馮宣倒吸一口涼氣,跪在地上,沒有接過高紹遞到他跟前的刀,硬著頭皮說道:“馮宣世輩耕地拉纖為業,習武也不過是為強身健體,不敢殺人。再者說,高寶、奚成二人有窺測之心,但罪不至死。”
韓謙盯住馮宣看了片晌,見他咬緊牙關,死活不肯接刀殺人。
田城、趙闊拿起繩子,將馮宣五花大綁的捆綁結實,韓謙又問道:“你現在還有反悔的機會,一旦查證城中確有人謀害我父,你不要怨我心狠手辣,將你家村寨屠得雞犬不留!”
看韓謙眼里殺氣騰騰,絕不像說說而已,馮宣心驚膽顫,嘴角抽搐了一陣,最終閉上眼睛,說道:“馮宣做事但求無愧于心。
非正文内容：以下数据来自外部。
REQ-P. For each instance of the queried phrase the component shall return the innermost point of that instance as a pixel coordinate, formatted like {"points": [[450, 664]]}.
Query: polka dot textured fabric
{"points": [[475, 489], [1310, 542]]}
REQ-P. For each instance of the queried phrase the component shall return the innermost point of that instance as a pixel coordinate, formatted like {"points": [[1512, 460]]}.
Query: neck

”
“你他媽倒是硬氣!”韓謙一腳將馮宣踹翻在地,轉臉陰冷的盯向高寶、奚成二人,說道,“你們兩人,我只需要留下一個活口問話。誰愿意活著回答我的問題,請點一下頭,先點頭者則活。”
奚成悍不畏死的盯住韓謙,眼瞳里充滿仇恨;高寶猶豫的一下,待到點頭,但被奚成凌厲的眼神盯住,臉色蒼白的僵滯在那里。
韓謙從高紹手里接過短刃,將高寶身上的繩索割斷,然后將短刃強塞到高寶的手里,說道:“你要想活,就將奚成捅死;你要想奚成活,要么將自己捅死,要么可以試著劫持我……”
高寶拿著韓謙塞過來的短刃,情不自禁的哆嗦起來。